Imperva Web Application and API Protection (WAAP)

Additional Info

Company size (employees)1,000 to 4,999
Headquarters RegionNorth America
Type of solutionSoftware


As businesses digitally evolve and mature, more applications operate in cloud-native and hybrid environments. What’s more, monolithic apps have evolved into a complex ecosystem of APIs, serverless functions, and microservices. Traditional WAFs are effective at stopping basic application security risks targeting legacy applications, but are not equipped to stop sophisticated attacks in cloud-native environments. Further, organizations need visibility into API behavior and the vulnerabilities that might be lurking in their software supply chain.

Imperva Web Application and API Protection (WAAP) builds on the value of the Web Application Firewall, but is strengthened by incorporating advanced bot protection, API security, runtime protection, DDoS protection, and a secure content delivery network (CDN). This year, Imperva was positioned as a leader in the 2022 Gartner Magic Quadrant for Web Application and API Protection, the ninth consecutive time Imperva was recognized as a leader in this market.

Imperva WAAP blocks attacks quickly and confidently, while saving organizations time and money on management, incident investigations, and compliance tasks. Imperva Attack Analytics sorts and groups security events into clusters of narratives, assigning each a severity level and supplying additional reputation intelligence so teams can quickly investigate. Meanwhile, Imperva Threat Research works around the clock to generate new security rules to protect customers automatically from emerging vulnerabilities.
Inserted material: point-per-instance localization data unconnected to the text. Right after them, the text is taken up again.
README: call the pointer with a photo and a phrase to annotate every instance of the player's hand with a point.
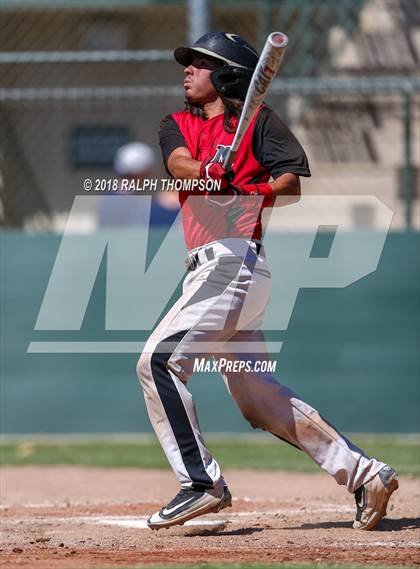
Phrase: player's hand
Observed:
(214, 171)
(226, 197)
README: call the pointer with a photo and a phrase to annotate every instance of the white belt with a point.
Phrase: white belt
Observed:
(235, 247)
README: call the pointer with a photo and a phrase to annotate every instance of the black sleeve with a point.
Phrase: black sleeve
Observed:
(276, 147)
(170, 137)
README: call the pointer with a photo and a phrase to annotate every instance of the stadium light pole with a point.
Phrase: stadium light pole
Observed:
(408, 167)
(199, 19)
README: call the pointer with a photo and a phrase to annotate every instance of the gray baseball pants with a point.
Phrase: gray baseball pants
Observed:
(219, 315)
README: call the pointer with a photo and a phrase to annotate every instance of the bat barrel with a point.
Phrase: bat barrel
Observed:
(278, 39)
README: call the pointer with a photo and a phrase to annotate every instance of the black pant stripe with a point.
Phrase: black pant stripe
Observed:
(177, 416)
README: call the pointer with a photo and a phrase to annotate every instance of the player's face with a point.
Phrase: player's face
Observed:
(197, 84)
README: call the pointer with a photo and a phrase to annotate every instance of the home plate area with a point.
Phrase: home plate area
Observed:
(75, 517)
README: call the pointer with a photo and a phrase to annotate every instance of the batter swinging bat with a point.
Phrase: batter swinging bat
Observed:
(267, 67)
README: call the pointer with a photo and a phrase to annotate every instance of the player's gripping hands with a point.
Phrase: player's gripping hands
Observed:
(215, 171)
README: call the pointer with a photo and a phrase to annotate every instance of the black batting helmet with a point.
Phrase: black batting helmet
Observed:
(232, 79)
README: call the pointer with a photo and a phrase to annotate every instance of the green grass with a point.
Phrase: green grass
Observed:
(268, 454)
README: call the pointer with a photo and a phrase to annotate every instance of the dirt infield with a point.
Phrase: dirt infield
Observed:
(74, 517)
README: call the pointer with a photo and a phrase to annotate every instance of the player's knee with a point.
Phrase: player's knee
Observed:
(143, 367)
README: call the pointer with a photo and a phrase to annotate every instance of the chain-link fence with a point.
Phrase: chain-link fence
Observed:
(79, 79)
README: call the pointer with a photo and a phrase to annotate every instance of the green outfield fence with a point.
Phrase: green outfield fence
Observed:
(350, 93)
(348, 88)
(351, 352)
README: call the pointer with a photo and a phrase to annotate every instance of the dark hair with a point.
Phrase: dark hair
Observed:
(233, 109)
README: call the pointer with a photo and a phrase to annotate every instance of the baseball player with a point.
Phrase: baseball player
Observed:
(226, 290)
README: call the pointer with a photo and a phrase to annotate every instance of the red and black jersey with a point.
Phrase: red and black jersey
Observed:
(268, 148)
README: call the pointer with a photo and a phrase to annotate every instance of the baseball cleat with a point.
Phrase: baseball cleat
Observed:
(188, 504)
(372, 498)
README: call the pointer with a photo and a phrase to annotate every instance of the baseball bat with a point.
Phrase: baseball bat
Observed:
(265, 71)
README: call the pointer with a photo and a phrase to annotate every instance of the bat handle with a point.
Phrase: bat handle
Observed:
(227, 164)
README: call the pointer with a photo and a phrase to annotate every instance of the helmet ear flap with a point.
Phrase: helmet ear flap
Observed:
(231, 82)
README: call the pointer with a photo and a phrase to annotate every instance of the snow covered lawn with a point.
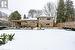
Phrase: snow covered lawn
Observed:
(53, 39)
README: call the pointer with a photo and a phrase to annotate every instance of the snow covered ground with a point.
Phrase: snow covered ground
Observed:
(53, 39)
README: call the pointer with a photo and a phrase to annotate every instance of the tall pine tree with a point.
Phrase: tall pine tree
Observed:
(69, 11)
(61, 11)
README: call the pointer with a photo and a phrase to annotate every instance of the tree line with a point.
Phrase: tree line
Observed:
(64, 11)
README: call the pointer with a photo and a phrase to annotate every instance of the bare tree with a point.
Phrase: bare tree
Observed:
(49, 9)
(32, 13)
(38, 13)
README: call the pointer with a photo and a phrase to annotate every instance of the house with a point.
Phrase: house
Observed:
(42, 21)
(32, 22)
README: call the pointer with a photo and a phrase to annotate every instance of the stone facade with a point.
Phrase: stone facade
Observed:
(39, 22)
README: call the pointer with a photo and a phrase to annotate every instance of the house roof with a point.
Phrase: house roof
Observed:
(44, 17)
The unified WAAP stack provides a more detailed level of inspection to distinguish potential attacks from legitimate traffic. For example, as use of TLS encryption grows, Imperva WAAP can inspect TLS connections and identify sensitive data and malicious content, like malware, hiding in the encrypted traffic.
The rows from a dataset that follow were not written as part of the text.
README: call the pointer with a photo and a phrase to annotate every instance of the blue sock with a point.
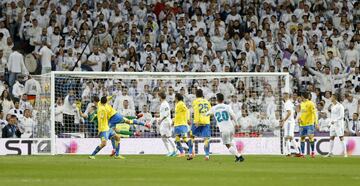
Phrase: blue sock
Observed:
(97, 149)
(136, 122)
(117, 149)
(302, 146)
(190, 145)
(207, 147)
(179, 147)
(312, 146)
(113, 143)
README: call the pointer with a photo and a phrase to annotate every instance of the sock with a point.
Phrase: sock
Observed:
(190, 145)
(233, 151)
(207, 147)
(113, 143)
(295, 145)
(302, 146)
(288, 147)
(344, 147)
(178, 144)
(97, 149)
(136, 122)
(117, 149)
(166, 143)
(312, 146)
(331, 146)
(172, 145)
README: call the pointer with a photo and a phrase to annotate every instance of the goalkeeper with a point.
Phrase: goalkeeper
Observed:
(116, 118)
(123, 129)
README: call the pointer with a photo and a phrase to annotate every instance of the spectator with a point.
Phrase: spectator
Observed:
(32, 89)
(16, 66)
(18, 88)
(28, 124)
(45, 55)
(17, 110)
(6, 103)
(12, 129)
(69, 112)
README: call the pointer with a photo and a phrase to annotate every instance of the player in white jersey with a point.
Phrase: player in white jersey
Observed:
(166, 125)
(224, 117)
(336, 124)
(288, 124)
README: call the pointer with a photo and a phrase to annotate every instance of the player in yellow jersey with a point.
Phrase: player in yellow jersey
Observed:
(181, 126)
(307, 122)
(105, 132)
(201, 124)
(116, 118)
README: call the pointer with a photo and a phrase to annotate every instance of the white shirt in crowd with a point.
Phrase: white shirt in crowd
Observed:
(165, 112)
(59, 113)
(28, 126)
(18, 89)
(337, 114)
(289, 106)
(32, 87)
(16, 63)
(223, 115)
(45, 54)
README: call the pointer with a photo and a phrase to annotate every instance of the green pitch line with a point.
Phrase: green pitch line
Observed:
(163, 171)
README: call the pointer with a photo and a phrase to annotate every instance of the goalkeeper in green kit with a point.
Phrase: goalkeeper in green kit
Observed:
(123, 129)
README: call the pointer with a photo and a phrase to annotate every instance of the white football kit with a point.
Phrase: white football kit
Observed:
(165, 125)
(337, 120)
(223, 114)
(289, 124)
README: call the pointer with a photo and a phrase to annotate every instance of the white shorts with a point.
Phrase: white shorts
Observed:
(289, 128)
(227, 137)
(336, 131)
(165, 129)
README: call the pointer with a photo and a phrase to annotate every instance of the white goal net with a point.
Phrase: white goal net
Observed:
(255, 98)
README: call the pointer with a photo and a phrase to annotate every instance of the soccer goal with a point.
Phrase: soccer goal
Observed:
(256, 99)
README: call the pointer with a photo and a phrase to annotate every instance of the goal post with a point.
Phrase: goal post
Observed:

While protecting organizations from the OWASP Top 10, DDoS attacks, API abuse, online fraud, and more, Imperva WAAP provides website and web application protection that is PCI-compliant and reduces risks created by third-party dependencies. All while allowing organizations to easily extend their security as requirements change.

How we are different

- Replace 6+ point security products with one unified platform to protect websites, applications, and APIs from automated threats like DDoS or bot attacks, online fraud, and supply chain attacks.

- Protects modern and hybrid applications against advanced and multi-vector attacks regardless of whether they are on-premises, hybrid, or cloud-native.

- Using data from Imperva WAF, DDoS, API Security, and more, Imperva Attack Analytics is a cloud-based tool included at no additional cost that reviews thousands of security events and consolidates them into prioritized alerts. Each alert provides a detailed narrative of the attack, giving analysts everything they need to know in one screen. Instead of reviewing hundreds of security events and trying to find the commonality between them, Attack Analytics does the heavy lifting for security teams. This decreases alert fatigue, increases efficiency, and provides security teams with the full picture of their Imperva environment.